6. Pro Tips, Tricks, and Common Pitfalls
Section titled “6. Pro Tips, Tricks, and Common Pitfalls”Pro Tips:
- Choose a good hash function: A well-distributed hash function minimizes collisions and improves performance. Consider using built-in hash functions or libraries optimized for your programming language.
- Handle resizing: As the load factor increases, resize the hash table to maintain performance. Dynamic resizing strategies (e.g., doubling the size when the load factor exceeds a threshold) are common.
- Consider different collision handling techniques: Separate chaining is simple, but open addressing (linear probing, quadratic probing, double hashing) can be more space-efficient, although more complex to implement correctly.
- Prime numbers for capacity: Using a prime number for the hash table capacity can sometimes improve hash function distribution.
Common Pitfalls:
- Poor hash function: A poorly designed hash function leads to many collisions, degrading performance to O(n).
- Ignoring load factor: Failing to resize the hash table when the load factor gets too high leads to performance degradation.
- Incorrect collision handling: Implementing collision resolution incorrectly can lead to bugs and unpredictable behavior.
- Infinite loops in open addressing: If open addressing is used without proper handling of full tables, it can lead to infinite loops.
7. Classic Problem Examples
Section titled “7. Classic Problem Examples”Example: Longest Substring Without Repeating Characters
Section titled “Example: Longest Substring Without Repeating Characters”Description: Given a string s, find the length of the longest substring without repeating characters.
High-level approach using a hash table:
- Use a sliding window approach. Maintain a window within the string.
- Use a hash table (dictionary in Python) to store the characters in the current window and their indices.

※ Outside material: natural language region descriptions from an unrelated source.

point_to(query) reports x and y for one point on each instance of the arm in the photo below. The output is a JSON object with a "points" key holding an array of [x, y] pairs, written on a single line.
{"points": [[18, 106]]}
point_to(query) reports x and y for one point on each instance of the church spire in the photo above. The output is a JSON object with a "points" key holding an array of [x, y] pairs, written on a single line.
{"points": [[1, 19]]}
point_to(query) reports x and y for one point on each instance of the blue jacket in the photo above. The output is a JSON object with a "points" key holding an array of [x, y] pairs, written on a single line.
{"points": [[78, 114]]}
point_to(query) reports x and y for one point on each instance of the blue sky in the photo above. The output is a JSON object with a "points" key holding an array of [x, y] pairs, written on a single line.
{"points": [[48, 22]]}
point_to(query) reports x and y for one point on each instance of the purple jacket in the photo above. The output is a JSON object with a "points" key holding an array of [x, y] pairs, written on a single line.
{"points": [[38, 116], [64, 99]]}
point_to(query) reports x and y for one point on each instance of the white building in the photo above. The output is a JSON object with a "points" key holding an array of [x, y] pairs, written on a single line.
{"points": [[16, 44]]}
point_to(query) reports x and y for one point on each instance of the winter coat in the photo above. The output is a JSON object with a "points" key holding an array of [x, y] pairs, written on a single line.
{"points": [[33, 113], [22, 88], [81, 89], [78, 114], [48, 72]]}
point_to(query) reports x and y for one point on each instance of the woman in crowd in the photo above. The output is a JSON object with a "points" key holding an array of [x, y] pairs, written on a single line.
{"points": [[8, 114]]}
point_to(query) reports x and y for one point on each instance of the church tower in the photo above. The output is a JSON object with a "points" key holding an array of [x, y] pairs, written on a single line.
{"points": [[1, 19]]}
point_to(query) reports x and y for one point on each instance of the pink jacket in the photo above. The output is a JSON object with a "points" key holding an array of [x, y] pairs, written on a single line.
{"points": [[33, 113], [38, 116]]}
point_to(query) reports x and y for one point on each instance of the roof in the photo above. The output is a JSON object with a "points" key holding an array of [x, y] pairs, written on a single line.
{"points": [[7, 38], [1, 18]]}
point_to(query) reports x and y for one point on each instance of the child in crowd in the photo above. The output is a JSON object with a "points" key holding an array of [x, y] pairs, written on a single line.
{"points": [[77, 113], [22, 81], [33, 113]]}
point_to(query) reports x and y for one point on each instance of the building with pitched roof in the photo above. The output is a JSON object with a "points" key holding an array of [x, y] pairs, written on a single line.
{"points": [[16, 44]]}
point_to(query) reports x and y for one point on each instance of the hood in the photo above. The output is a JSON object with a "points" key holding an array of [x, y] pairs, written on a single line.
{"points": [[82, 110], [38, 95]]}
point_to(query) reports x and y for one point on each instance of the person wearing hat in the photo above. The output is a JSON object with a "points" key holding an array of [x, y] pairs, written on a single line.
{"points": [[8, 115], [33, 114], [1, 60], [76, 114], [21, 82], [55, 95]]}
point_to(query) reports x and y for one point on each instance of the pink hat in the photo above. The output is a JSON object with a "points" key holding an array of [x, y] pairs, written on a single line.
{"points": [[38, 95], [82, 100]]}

- As you expand the window to the right, check if the new character is already in the hash table.
- If it is, shrink the window from the left until the duplicate is removed.
- Update the maximum length of the substring found so far.
- Repeat until the entire string is processed. The hash table efficiently tracks the presence and index of each character within the current window.
Example 1: “abcabcbb” Longest substring is “abc”, length 3. Example 2: “bbbbb” Longest substring is “b”, length 1. Example 3: “pwwkew” Longest substring is “wke”, length 3.
(Note: Complete code implementations for this problem and other classic examples are beyond the scope of this cheatsheet, but the high-level approach using a hash table is provided to illustrate its application.)